The Obama Administration has a chance to strengthen U.S. participation in international security cooperation and place it in the forefront of U.S. defense strategy, rather than as an adjunct. There are five (relatively) simple reforms to existing procedures that would greatly enhance the depth and benefits of security cooperation. In the case of technology transfer, these reforms would demonstrate trust in close partners and eliminate the additional expense and delay that appear to be inevitable results of the current decision-making process. But it would also acknowledge the reality that defense technology never stands still. In many defense acquisition programs, cutting-edge technology—that which really needs to protected—has moved on by the time the final products are fielded by partner nations.
There needs to be a balance between the desire for a high level of technology security and the implied treaty commitments to share modern technology with nations committed to mutual defense. Otherwise, we arrive at conditions similar to today: U.S. allies may not be able to effectively interact with modern U.S. combat units. Defense planners bemoan the fact that U.S. communication, command and control, computers, intelligence, surveillance and reconnaissance (C4ISR) capabilities have advanced so far beyond those of its partners, that it is difficult to share real time operational data with them. This situation makes some skeptical of the very value of allied or coalition participation in U.S.-led operations. But it is an inevitable result of America’s current approach to international security cooperation.
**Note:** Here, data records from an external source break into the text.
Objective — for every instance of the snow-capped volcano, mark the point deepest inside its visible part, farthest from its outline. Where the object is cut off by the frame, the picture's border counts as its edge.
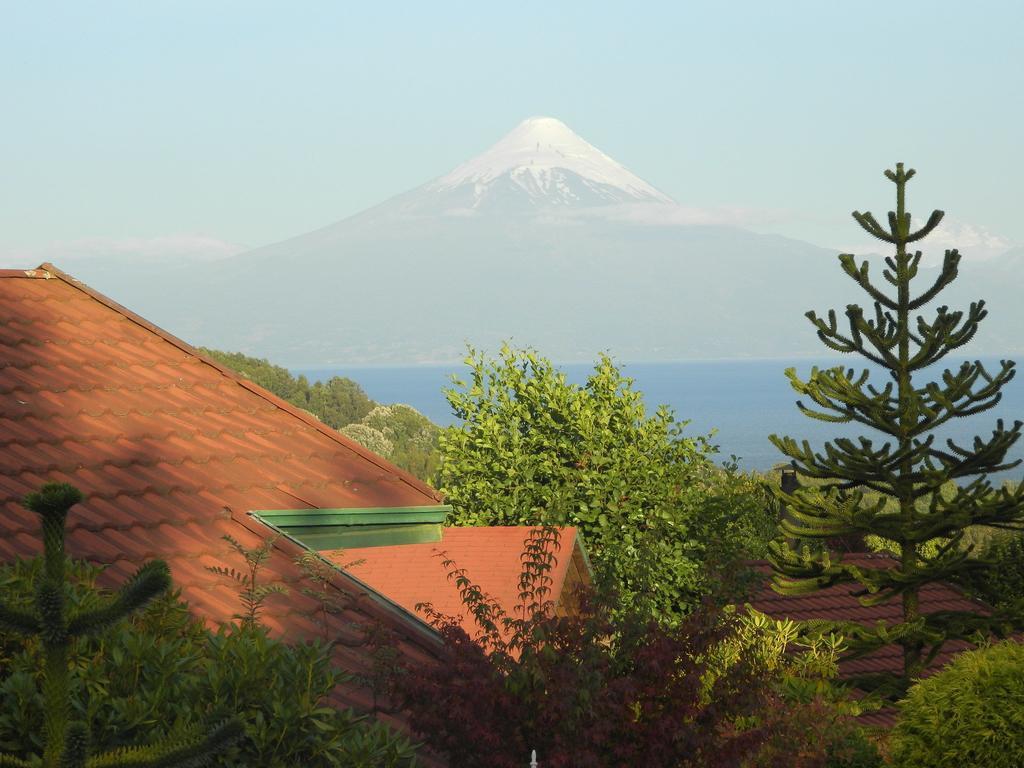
(542, 163)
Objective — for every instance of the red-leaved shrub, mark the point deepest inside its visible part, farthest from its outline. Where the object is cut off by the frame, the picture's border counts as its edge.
(586, 691)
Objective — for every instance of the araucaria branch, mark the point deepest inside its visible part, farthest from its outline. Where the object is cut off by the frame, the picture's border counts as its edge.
(906, 487)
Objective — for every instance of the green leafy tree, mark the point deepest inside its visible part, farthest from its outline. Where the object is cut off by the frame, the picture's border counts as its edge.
(66, 741)
(532, 449)
(899, 489)
(971, 713)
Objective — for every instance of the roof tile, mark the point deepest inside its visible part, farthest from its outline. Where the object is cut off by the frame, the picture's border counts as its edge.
(162, 441)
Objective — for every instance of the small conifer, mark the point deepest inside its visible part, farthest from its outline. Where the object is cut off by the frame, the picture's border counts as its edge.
(67, 741)
(911, 489)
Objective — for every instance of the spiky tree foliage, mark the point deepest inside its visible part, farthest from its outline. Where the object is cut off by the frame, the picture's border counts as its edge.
(910, 489)
(67, 741)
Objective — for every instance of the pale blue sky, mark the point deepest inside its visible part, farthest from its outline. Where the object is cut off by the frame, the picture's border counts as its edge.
(252, 122)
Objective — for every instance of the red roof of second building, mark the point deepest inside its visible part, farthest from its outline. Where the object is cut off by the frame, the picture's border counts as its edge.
(492, 557)
(171, 451)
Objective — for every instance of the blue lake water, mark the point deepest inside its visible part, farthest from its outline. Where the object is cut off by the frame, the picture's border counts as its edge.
(742, 400)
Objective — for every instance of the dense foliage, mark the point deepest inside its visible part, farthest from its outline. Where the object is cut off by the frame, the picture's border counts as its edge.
(42, 619)
(907, 491)
(399, 433)
(337, 401)
(655, 514)
(972, 713)
(402, 435)
(162, 673)
(1003, 585)
(588, 690)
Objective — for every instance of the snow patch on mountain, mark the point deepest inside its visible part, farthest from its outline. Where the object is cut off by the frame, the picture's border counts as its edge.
(544, 163)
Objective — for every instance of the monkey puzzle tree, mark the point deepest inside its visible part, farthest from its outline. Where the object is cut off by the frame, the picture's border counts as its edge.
(66, 740)
(901, 489)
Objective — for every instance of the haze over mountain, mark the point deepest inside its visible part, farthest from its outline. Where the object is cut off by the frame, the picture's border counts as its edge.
(542, 240)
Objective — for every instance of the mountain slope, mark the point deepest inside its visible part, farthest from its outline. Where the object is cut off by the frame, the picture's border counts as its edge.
(543, 240)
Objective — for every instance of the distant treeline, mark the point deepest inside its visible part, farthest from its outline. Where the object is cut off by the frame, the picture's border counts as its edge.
(399, 433)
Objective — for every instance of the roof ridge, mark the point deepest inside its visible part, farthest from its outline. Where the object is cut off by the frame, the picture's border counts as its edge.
(47, 270)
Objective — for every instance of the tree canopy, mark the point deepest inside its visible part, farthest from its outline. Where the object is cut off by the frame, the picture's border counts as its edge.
(910, 489)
That approach needs to be reformed. Even if the above suggestions prove too radical to implement, the U.S. government must take streamlining, establishment of fast tracks, and the elimination of bureaucratic delays in technology release and transfer seriously, not simply give it lip service. The simple change of tightly coordinating the convening of the numerous technology transfer approval committees, and establishing a firm timeline for that process would result in a significant reduction in delay and expense.
Even in a self-help international system, technology security itself has never won a war. Capable and committed allies have. If cooperative security is truly to be the mainstay of America’s strategic vision, we must “walk the walk.” Improvements in our approach to international security cooperation should be a priority for the Obama Administration.
Dr. Sam J. Tangredi is the Director of San Diego Operations for Strategic Insight LTD. A Captain, U.S. Navy retired from active duty, Tangredi’s last military assignment was as the first Director of the Strategic Planning and Business Development Directorate of the Navy International Programs Office. The views expressed are his own and do not necessarily reflect the corporate or official views of Strategic Insight or the U.S. Department of Defense.